Approximately 20 min after the end of mannitol administration, VT occurred (Fig. 2a). At that time, in the surgical field, the arachnoid membrane of the Silvius cleft was separated. Blood pressure decreased to < 40 mmHg. We immediately started chest compression, and VT recovered to sinus rhythm at a rate of 75 beats/min approximately after 20 s after chest compressions began. After the recovery of sinus rhythm, ECG showed peaked T waves (Fig. 2b), which disappeared after 2 min (Fig. 2c). Arterial blood gas analysis showed pH 7.43, an arterial carbon dioxide tension (PaCO₂) of 45 mmHg, an arterial oxygen tension (PaO₂) of 375 mmHg at an inhaled oxygen concentration of 100%, a base excess of 5.0 mmol/L, and K concentration of 6.4 mEq/L. Body temperature was 36.3 °C. Calcium gluconate (10 mL, 8.5%), furosemide (20 mg), and insulin with glucose (10 U, 25 g) were administered. After 60 min, plasma K concentration was 3.2 mEq/L. The clipping of the cerebral artery was completed without any further cardiac instability. At the end of surgery, plasma K concentration was 3.5 mEq/L and there were no abnormalities due to 12-lead ECG and laboratory tests. The patient was extubated after confirming normal examination data. Surgical time was 4 h and 5 min, estimated blood loss during operation was 225 mL, and 800 mL of 1% glucose-added acetate Ringer solution (Na, 140 mEq/L; K, 4 mEq/L) and 500 mL of normal saline were administered. Urine output was 2250 mL. The patient did not have any further postoperative event.

In this case, VT occurred without any preceding ECG change despite hyperkalemia due to mannitol. Lethal arrhythmia often occurs during neurosurgery. In general, there have been cases during surgical operations near the brainstem with an increased sympathetic nerve system due to the rupture of a cerebral aneurysm and with hemorrhage shock during craniotomy.
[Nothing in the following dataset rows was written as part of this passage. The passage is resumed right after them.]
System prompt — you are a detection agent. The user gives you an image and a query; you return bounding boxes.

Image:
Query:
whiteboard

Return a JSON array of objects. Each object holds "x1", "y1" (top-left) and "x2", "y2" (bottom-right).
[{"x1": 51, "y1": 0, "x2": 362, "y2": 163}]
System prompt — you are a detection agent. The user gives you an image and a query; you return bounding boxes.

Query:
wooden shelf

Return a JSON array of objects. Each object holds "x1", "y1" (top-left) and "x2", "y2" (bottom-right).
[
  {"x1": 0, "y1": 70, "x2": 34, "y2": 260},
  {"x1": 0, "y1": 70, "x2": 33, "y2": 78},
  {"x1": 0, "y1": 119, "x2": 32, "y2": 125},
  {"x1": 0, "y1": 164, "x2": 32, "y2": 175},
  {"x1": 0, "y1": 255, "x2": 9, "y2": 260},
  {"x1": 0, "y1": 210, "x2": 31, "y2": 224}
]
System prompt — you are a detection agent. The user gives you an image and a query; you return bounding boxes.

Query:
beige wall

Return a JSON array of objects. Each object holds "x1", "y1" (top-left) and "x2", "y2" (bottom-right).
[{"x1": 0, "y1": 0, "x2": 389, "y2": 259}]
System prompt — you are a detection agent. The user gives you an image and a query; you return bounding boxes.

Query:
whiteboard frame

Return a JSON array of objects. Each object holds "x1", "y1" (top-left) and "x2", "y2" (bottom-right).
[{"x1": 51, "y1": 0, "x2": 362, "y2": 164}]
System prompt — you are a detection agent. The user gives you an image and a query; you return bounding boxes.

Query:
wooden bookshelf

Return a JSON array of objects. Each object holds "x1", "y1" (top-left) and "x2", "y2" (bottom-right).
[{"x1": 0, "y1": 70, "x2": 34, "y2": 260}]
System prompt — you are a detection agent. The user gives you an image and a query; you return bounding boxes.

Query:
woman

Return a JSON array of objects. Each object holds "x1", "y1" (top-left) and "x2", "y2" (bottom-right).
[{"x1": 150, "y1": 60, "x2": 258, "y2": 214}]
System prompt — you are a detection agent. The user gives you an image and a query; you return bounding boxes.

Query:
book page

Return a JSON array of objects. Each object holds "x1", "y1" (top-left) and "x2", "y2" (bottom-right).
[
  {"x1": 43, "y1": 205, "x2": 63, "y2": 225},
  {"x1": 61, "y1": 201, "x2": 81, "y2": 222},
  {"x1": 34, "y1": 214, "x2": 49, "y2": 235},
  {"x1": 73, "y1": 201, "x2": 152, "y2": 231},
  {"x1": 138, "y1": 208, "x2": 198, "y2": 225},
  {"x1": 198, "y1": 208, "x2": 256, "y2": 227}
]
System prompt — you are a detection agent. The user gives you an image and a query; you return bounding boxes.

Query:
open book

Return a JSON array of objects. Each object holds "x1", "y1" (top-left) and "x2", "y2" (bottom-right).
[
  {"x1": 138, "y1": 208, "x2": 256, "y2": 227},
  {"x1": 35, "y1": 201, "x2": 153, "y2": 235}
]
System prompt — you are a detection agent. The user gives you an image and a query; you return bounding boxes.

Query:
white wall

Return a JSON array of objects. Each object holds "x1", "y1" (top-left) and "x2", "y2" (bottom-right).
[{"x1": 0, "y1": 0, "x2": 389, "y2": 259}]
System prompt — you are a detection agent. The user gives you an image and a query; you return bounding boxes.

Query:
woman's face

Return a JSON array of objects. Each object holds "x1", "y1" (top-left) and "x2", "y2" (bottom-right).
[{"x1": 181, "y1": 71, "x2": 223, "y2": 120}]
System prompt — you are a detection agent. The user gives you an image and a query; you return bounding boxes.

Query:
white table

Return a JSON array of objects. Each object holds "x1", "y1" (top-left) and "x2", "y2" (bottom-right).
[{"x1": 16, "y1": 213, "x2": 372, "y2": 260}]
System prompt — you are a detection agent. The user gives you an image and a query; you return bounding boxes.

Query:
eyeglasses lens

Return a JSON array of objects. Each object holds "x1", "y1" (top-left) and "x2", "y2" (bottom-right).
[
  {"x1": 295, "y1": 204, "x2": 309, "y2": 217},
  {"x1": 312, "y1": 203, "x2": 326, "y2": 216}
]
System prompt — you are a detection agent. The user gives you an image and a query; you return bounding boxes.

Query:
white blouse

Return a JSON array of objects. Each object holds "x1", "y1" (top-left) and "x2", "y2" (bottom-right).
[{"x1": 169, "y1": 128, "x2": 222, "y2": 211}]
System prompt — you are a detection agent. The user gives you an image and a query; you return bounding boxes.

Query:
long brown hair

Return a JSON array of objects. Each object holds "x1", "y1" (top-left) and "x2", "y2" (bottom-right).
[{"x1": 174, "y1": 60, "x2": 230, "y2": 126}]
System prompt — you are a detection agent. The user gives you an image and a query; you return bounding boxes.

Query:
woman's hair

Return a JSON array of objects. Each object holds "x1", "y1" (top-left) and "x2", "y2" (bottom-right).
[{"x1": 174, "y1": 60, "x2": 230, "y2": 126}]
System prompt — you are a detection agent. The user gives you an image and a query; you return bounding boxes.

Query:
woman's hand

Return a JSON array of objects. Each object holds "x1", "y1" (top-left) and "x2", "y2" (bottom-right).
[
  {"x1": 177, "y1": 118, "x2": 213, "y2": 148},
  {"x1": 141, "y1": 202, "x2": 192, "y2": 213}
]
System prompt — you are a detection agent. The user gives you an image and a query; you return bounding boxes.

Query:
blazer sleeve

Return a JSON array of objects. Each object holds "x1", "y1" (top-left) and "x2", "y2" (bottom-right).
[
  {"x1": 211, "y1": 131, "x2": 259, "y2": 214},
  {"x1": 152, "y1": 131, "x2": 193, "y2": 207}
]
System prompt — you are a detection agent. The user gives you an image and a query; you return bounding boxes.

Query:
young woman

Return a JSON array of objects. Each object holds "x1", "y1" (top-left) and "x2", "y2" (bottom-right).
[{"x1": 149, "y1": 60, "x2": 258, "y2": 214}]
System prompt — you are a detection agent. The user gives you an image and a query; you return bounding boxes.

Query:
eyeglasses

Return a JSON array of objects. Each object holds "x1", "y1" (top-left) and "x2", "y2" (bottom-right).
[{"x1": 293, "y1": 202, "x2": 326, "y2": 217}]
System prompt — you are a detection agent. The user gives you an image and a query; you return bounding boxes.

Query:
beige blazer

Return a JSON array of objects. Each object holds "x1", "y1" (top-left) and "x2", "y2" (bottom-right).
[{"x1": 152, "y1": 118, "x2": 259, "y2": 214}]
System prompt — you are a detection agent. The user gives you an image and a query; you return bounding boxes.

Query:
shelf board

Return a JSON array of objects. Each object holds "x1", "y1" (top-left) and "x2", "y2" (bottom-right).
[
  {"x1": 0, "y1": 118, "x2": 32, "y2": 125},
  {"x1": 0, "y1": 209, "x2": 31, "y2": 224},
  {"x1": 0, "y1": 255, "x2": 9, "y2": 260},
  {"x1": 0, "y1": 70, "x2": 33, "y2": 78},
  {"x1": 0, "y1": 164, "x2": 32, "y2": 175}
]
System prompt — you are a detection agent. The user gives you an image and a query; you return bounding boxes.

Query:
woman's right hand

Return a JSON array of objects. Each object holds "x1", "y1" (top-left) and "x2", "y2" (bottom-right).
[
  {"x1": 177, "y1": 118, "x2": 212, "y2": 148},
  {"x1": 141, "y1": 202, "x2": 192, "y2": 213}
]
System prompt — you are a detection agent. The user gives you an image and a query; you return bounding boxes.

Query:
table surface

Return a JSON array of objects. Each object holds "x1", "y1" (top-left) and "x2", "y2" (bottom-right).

There are a few reports of fatal arrhythmia, VT, and/or ventricular fibrillation due to mannitol, which mainly is due to hyperkalemia [3–5].

Mannitol is widely used to reduce the intracranial pressure due to an increase in plasma osmolality. However, it has several side effects, including osmotic nephrosis and electrolyte imbalance [6]. The rapid infusion of mannitol can cause hyponatremia or hyperkalemia. Hyponatremia is mainly due to a transient dilution. During mannitol-induced hyperkalemia, intracellular K is thought to be released into the extracellular space due to an acute increase in plasma osmolality, rhabdomyolysis, hemolysis, and acidosis [1, 7]. In this case, preoperative renal function was normal and there were no findings of acidosis, rhabdomyolysis, or hemolysis. The frequency of mannitol-induced hyperkalemia is 7.7%, and the total dose of mannitol as well as its rate of infusion and decreased renal function may have a role in the development of mannitol-induced hyperkalemia [4]. We used a total dose of 40 g mannitol, which was within the recommended dose (0.25–1 g/kg) [8], and the infusion rate was 60 min, which was not rapid.

In most cases, the ECG change—elevated T waves—was the primary finding. All cases of lethal arrhythmia reported thus far have been preceded by ECG change, including peaked T waves and a wide QRS complex [3–5]. However, no preceding ECG change was observed in our case, and transient peaked T waves appeared after recovery to sinus rhythm from VT. With regard to ECG changes in hyperkalemia, such as elevated T wave (tentative T wave), P wave decrease, prolonged PQ interval due to an increase in serum K value, QRS width extension, P wave disappearance and its further increase that leads to an unclear distinction between QRS and T waves, and heartbeats becoming standstill [9]. However, ECG without any finding consistent with hyperkalemia is noted in > 50% of patients with K > 6.5 mEq/L, and arrhythmia and cardiac arrest have been reported in patients with hyperkalemia without a preceding peak T wave [10, 11]. It is not clear why VT occurred in this case, but in addition to transient potassium elevation due to potassium permeability to cardiac membrane by myocardial ischemia [12] and mannitol, craniotomy itself may have influenced it.

Therefore, physicians should be aware that lethal arrhythmia can occur due to mannitol-induced hyperkalemia.

We present a case of VT without preceding ECG change after mannitol administration. Hyperkalemia should be confirmed regardless of the presence or absence of ECG abnormalities.